O próprio Canetti era confiável ao denunciar as características de conhecidos ou amigos. Assim, as cinquenta fisionomias em "A Testemunha" são frequentemente retratos apenas ligeiramente estilizados. Sua amiga Marie-Louise von Motesiczky é retratada como a "Doadora de Si Mesmo", o filósofo Bertrand Russell como o "Puro Silábico". O sobrevivente do campo de concentração e escritor Hans Günther Adler é o "Administrador da Dor".
Alguns esquetes satíricos não estão incluídos na coletânea final. Por exemplo, "O Sem Nariz". Refere-se a Max Frisch, sobre quem Canetti escreve: "Um resmungão manso que conquistou algo por falta de paixão". E: "Ele critica seu país para que as pessoas fiquem bravas com ele. Mas de uma forma que o faz se sentir bem com isso".

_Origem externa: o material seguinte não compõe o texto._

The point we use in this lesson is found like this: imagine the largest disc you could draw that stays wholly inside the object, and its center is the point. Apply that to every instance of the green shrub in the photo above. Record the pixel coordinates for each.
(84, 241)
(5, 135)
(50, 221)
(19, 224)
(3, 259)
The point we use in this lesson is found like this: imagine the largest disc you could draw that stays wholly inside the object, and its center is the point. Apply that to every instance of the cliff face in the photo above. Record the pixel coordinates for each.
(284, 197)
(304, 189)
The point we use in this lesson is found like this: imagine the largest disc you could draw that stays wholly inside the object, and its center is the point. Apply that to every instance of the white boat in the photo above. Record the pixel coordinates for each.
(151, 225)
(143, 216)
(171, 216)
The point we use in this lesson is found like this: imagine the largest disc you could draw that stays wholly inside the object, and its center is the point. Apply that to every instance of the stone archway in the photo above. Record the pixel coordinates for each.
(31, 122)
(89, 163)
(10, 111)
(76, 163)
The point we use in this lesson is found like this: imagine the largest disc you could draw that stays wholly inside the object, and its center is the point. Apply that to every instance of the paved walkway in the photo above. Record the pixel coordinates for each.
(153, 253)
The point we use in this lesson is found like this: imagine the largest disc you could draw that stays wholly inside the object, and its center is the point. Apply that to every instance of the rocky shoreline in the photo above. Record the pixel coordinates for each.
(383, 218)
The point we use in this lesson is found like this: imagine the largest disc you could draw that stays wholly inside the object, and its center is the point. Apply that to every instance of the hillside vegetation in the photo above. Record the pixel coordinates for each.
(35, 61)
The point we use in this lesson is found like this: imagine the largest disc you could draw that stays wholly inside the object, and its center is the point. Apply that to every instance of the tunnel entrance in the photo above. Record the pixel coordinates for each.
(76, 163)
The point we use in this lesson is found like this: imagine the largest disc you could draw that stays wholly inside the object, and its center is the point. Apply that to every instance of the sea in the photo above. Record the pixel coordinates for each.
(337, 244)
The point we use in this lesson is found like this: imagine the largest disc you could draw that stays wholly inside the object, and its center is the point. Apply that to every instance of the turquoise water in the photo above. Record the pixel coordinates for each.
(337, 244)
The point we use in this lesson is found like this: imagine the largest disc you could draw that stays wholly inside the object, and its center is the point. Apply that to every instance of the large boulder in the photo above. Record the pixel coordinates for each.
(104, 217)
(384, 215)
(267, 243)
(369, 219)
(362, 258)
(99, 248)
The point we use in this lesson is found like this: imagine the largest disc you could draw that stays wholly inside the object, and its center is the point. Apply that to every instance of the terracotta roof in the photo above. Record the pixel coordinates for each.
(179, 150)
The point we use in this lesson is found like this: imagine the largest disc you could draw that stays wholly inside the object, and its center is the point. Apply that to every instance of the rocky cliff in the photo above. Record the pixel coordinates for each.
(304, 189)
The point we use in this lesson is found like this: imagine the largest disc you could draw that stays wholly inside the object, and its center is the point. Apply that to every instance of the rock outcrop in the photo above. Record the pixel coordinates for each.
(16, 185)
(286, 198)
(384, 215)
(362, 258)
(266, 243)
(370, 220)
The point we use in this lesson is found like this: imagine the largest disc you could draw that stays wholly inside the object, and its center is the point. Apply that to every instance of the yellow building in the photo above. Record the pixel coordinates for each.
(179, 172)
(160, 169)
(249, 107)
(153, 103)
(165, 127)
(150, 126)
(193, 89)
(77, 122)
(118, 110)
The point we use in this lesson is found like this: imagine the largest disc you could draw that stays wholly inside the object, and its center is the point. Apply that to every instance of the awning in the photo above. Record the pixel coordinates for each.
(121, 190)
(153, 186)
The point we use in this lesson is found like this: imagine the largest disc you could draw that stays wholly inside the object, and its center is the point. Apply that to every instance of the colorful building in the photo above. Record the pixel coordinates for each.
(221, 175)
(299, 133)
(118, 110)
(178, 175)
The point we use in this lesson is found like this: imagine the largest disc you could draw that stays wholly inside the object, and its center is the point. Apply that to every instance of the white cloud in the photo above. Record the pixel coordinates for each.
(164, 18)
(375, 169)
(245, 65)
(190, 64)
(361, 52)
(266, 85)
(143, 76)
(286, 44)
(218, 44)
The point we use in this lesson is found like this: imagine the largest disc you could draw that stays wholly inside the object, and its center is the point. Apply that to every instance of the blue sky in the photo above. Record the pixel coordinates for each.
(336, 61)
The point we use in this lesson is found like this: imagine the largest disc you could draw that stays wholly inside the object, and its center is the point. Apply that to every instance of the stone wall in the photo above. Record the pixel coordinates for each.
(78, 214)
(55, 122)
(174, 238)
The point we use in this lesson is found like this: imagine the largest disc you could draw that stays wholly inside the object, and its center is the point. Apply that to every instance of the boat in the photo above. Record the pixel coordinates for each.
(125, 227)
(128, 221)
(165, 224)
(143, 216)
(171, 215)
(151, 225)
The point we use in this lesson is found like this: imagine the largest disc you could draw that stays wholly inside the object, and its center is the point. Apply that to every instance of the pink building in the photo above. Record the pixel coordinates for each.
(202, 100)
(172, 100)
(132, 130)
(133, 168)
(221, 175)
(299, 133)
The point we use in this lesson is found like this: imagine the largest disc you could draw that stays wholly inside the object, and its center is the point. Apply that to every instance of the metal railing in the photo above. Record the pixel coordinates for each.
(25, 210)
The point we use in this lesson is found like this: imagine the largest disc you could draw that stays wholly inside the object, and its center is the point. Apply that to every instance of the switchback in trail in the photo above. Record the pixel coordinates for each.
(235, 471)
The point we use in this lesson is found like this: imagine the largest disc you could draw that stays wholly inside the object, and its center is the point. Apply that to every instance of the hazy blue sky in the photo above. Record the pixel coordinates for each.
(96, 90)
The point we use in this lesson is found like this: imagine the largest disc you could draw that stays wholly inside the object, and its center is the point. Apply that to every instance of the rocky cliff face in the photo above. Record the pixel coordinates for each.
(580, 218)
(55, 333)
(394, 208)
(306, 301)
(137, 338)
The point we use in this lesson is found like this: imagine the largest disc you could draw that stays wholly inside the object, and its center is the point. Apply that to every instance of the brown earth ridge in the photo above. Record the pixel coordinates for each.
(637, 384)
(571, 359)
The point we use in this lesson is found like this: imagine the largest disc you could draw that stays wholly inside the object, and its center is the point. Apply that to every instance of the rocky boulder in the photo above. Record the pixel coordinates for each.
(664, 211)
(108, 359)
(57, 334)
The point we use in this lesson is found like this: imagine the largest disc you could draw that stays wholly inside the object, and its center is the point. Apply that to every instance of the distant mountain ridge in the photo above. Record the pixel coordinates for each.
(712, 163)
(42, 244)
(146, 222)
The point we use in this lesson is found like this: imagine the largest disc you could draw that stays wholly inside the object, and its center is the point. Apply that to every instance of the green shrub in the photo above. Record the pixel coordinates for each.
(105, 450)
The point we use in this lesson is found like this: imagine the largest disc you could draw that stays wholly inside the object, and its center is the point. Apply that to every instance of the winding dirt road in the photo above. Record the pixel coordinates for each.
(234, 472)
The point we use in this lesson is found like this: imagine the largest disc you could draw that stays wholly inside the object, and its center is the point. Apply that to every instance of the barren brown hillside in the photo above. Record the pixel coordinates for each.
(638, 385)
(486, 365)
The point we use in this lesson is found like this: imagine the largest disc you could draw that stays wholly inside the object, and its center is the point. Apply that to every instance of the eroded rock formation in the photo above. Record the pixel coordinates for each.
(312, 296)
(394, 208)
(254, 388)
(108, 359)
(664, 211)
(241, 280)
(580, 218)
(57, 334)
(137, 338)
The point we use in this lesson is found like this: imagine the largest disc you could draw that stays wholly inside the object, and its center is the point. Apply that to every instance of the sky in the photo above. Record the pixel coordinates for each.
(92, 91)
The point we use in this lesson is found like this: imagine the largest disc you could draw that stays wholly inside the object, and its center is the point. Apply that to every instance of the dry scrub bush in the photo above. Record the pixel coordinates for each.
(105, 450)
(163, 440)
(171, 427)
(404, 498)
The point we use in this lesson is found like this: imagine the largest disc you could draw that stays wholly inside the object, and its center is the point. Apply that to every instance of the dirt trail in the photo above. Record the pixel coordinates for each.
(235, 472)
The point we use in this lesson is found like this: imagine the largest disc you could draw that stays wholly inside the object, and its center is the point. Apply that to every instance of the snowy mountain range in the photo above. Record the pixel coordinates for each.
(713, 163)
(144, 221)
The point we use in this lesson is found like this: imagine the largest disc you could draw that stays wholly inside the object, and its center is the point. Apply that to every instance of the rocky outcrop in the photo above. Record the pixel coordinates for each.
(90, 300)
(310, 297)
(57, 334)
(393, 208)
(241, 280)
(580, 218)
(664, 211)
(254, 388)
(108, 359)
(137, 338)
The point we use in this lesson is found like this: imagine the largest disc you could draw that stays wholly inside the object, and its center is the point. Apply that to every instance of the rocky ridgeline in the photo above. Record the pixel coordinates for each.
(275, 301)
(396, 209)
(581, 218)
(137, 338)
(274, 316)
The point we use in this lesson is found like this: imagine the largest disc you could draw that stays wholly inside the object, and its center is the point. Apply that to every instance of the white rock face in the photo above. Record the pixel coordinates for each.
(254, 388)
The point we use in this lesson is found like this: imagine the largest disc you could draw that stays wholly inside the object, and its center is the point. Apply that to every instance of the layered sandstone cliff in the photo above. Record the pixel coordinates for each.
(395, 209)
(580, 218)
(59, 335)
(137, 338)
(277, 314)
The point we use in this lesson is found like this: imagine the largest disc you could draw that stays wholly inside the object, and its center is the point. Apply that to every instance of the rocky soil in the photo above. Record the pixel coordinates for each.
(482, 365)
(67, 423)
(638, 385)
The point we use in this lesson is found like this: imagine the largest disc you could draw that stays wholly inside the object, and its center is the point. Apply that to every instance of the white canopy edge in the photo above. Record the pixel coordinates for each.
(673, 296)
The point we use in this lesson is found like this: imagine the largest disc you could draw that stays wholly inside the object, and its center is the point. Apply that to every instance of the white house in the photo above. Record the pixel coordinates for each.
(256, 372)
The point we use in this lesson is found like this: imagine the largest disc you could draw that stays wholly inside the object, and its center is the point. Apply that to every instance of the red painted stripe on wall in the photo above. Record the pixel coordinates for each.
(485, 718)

Seria uma afirmação defensiva quando Elias Canetti afirma que ele próprio está presente em pelo menos vinte de seus retratos? Certa vez, ele disse que não podia renunciar ao "prazer da classificação". O escritor se recusou a ser enquadrado em uma caixa de características por outros. A psicanálise era um horror para este analista: "Não terei paz até ter escrito algo devastador sobre a psicanálise."
O episódio da infância com a língua salva teria sido matéria-prima para Sigmund Freud e sua profissão, um exemplo deslumbrante da proibição da fala em nome do prazer. De fato, o incidente se desenrolou como descrito. O homem com a faca no corredor do hotel era um caso de Carlsbad da babá de Canetti. O menino de dois anos teve que permanecer em silêncio sobre algo para o qual ainda não tinha palavras.
Elias Canetti: A Testemunha. Cinquenta Personagens. Obras Completas. Edição de Zurique, Volume 4. Hanser-Verlag, Munique 2025. 208 pp., CHF 49,90. – Elias Canetti: A Língua Salva. História de um Jovem. Obras Completas. Edição de Zurique, Volume 5. Hanser-Verlag, Munique 2025. 544 pp., CHF 61,90.